Overlay-base mode (default branch)
Run overlay-base mode on your default or long-lived target branch after each merge to create and cache a base database.
1. Initialize the database with --overlay-base
codeql database init \
--overlay-base \
--db-cluster \
PATH_TO_DATABASE \
--source-root=PATH_TO_SOURCE \
--language=LANGUAGE
The --overlay-base flag tells CodeQL to build a database that can serve as a base for future overlay analysis.
2. Build and extract as normal
Run any build steps and extraction as you normally would for your project.
3. Record file OIDs
After extraction completes, record the Git object IDs (OIDs) of all tracked files under the source root.
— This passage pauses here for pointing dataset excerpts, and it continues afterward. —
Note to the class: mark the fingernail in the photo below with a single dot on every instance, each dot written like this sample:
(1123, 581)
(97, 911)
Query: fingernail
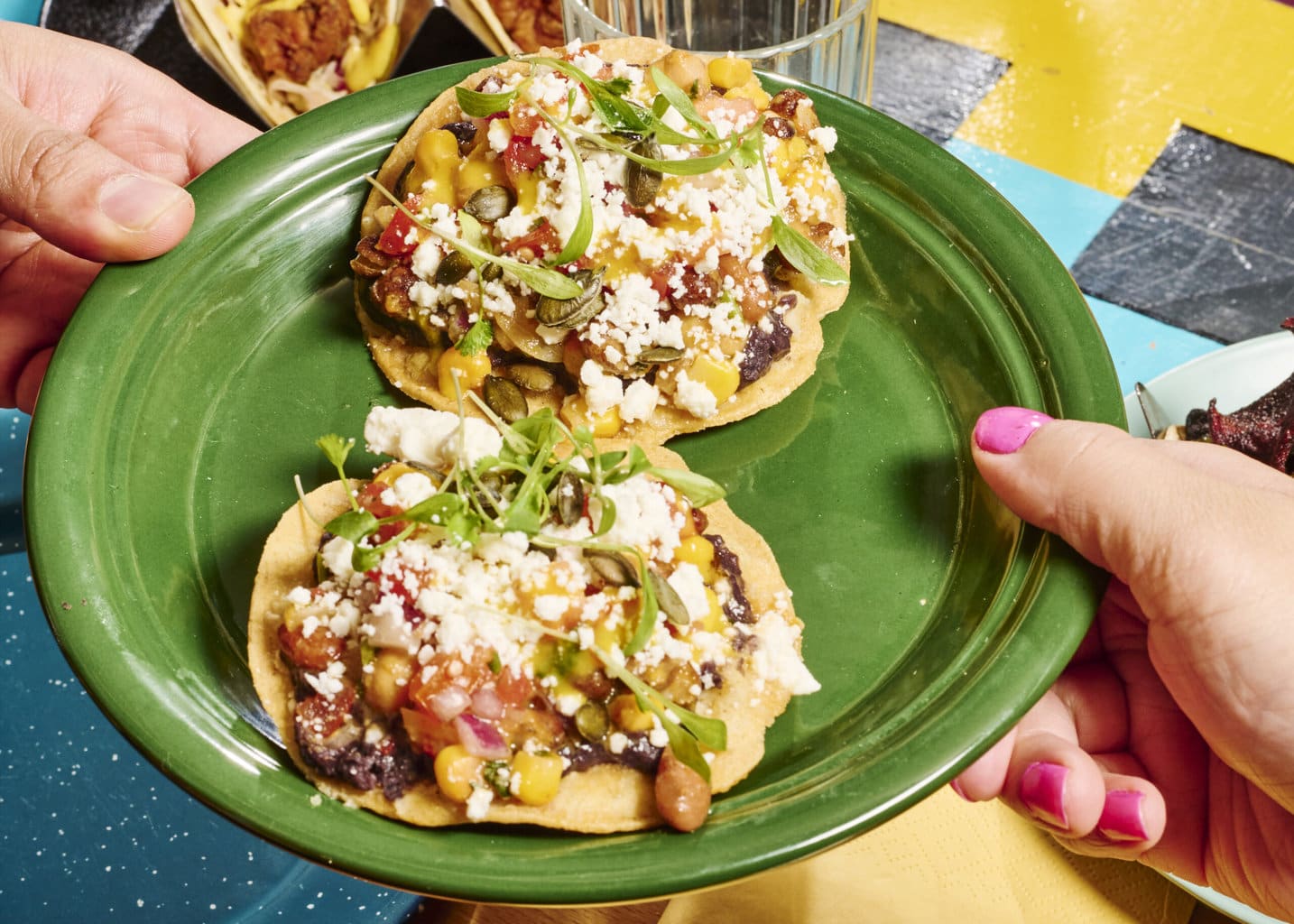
(1004, 430)
(1121, 818)
(137, 202)
(1042, 790)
Run this command from your source root directory (PATH_TO_SOURCE). This snapshot is used later to determine which files changed.
cd PATH_TO_SOURCE && git ls-files --recurse-submodules --format='%(objectname)_%(path)'
Parse this output into a JSON map of { "relative/path": "git-oid" } and store it alongside the database. The output includes files in Git submodules, which overlay analysis needs to accurately track all file changes between the base and the overlay.
4. Run queries and preserve the cache
When running queries on an overlay-base database, do not pass --expect-discarded-cache. The cached intermediate results are what makes pull request builds fast. Discarding them would force full re-evaluation on every PR.
5. Clean up and cache the database
After analysis, clean up the database using the overlay cleanup level:
codeql database cleanup PATH_TO_DATABASE --cache-cleanup=overlay
The overlay cleanup level preserves more cached data than the default clear level. Overlay mode reuses this cached data for efficient query evaluation on pull requests, so discarding it would eliminate the performance benefit.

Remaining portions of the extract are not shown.